Mar 20, 2026 · 16 min read · ML Optimization

Frank-Wolfe method

In this series (18 parts)

The projection problem

Sometimes the constraint set in an optimization problem is so complex that projecting onto it is expensive. Projected gradient descent works by taking a gradient step, then projecting back onto the feasible set. But for structured constraints like nuclear norm balls or flow polytopes, that projection is itself a hard optimization problem.

Frank-Wolfe avoids projection entirely.

Step	Projected gradient descent	Frank-Wolfe
Descent direction	Negative gradient	Negative gradient (linearized)
Stay feasible via	Projection onto constraint set	Linear minimization over constraint set
Cost of staying feasible	Solve a QP (can be expensive)	Solve an LP or use closed form (often cheap)
Iterates	Dense	Naturally sparse

The Frank-Wolfe idea

graph LR
  A["Current point x_k"] --> B["Linearize objective at x_k"]
  B --> C["Find cheapest point v_k in constraint set (LMO)"]
  C --> D["Move toward v_k"]
  D --> E["New point x_{k+1}"]

Instead of projecting back onto the constraint set after each step, Frank-Wolfe finds the best point inside the constraint set using a simpler linear problem. The linear minimization oracle (LMO) replaces the projection step and is often orders of magnitude cheaper.

Now let’s formalize this.

Prerequisites

You should be comfortable with gradient descent and how the gradient points in the direction of steepest increase. Understanding Lagrangian duality helps with the convergence analysis, but is not strictly required to follow the algorithm.

The problem

We want to solve:

\min_{x \in \mathcal{C}} \; f(x)

where $f$ is a smooth convex function and $\mathcal{C}$ is a compact convex set.

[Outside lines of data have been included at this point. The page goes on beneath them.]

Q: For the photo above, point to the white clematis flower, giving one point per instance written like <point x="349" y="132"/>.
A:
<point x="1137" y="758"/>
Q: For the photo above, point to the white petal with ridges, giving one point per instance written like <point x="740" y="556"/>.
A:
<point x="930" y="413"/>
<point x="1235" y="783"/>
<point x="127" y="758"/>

The standard approach is projected gradient descent: take a gradient step, then project back onto $\mathcal{C}$ . This works, but the projection step can be expensive. For many constraint sets (nuclear norm balls, flow polytopes, matroid polytopes), projection is hard while linear minimization over the set is easy.

Frank-Wolfe takes a different route: instead of projecting, it solves a linear subproblem at each step.

The algorithm

Frank-Wolfe (Conditional Gradient) Method:

Input: starting point x_0 ∈ C, number of iterations T
For k = 0, 1, ..., T-1:
    1. Compute the gradient: g_k = ∇f(x_k)
    2. Linear minimization oracle (LMO):
       v_k = argmin_{v ∈ C}  g_k^T v
    3. Step size: γ_k = 2/(k+2)  (or line search)
    4. Update: x_{k+1} = (1 - γ_k) x_k + γ_k v_k

That is the entire algorithm. Step 2 is the key: you minimize a linear function over $\mathcal{C}$ . For a polytope, this always returns a vertex. Step 4 moves toward that vertex with a step size that decreases over time.

Why “conditional gradient”?

The direction $v_k - x_k$ is the Frank-Wolfe direction. You can think of it as finding the point in $\mathcal{C}$ that the negative gradient most wants to reach, then stepping toward it. The name “conditional gradient” comes from the fact that you optimize a linear approximation conditioned on staying in $\mathcal{C}$ .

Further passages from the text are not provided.